Skip to content

LETTERS: Decision should rest with the citizens

What does it mean when the police have to be called in to evict citizens from a city council meeting?

What does it mean when the police have to be called in to evict citizens from a city council meeting?

Were chambers filled with unruly thugs holding cans of spray paint or rocks?

Hooligans perhaps, or were they occupied by 120 average citizens, of all ages, who were either opposed to, or in favour of, annexing a large section of Skaha Lake Park to build a tourist attraction. Is this an example of elected officials listening to the people who put their trust in  them? People who thought that they would be the best choice as our guardians of the public good.

In light of Tuesday’s deliberations, where mayor and council unanimously decided to proceed with their previous decision to annex a large portion of Skaha Lake Park to make way for a commercial waterslide development, the lyrics, ‘Is anybody out there?’ or ‘Can anybody hear me?’ would have been much more appropriate at the beginning of last Monday’s city council meeting. ‘This land is my land?’ now seems to be a pipe dream, and the term ‘lease’ in this case is just semantics.

Gone is gone, and many of those opposed will be dead before the lease expires.

Are we going to have to endure two years of public unrest?

Will there be people picketing the waterslide during its construction, or perhaps on the day it opens?

Will the police have to be called in to evict protesters?

Will they be forced to use pepper spray?

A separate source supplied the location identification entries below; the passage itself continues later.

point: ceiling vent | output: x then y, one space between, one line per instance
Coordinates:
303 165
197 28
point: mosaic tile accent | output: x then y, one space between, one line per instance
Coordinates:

Perhaps a water cannon for crowd control should be included in the plans, just in case.

I do not understand why such an important and divisive issue is not worth the $30,000 it would cost to hold a referendum. Council has spent more than that on a street party.

Let the people who own the park decide its fate and put this issue to rest. If the so called ‘silent majority’ is in favour of this project, then a referendum should prove that.

What is council afraid of? Why are they so determined to ram this through without the input and approval of the people of Penticton?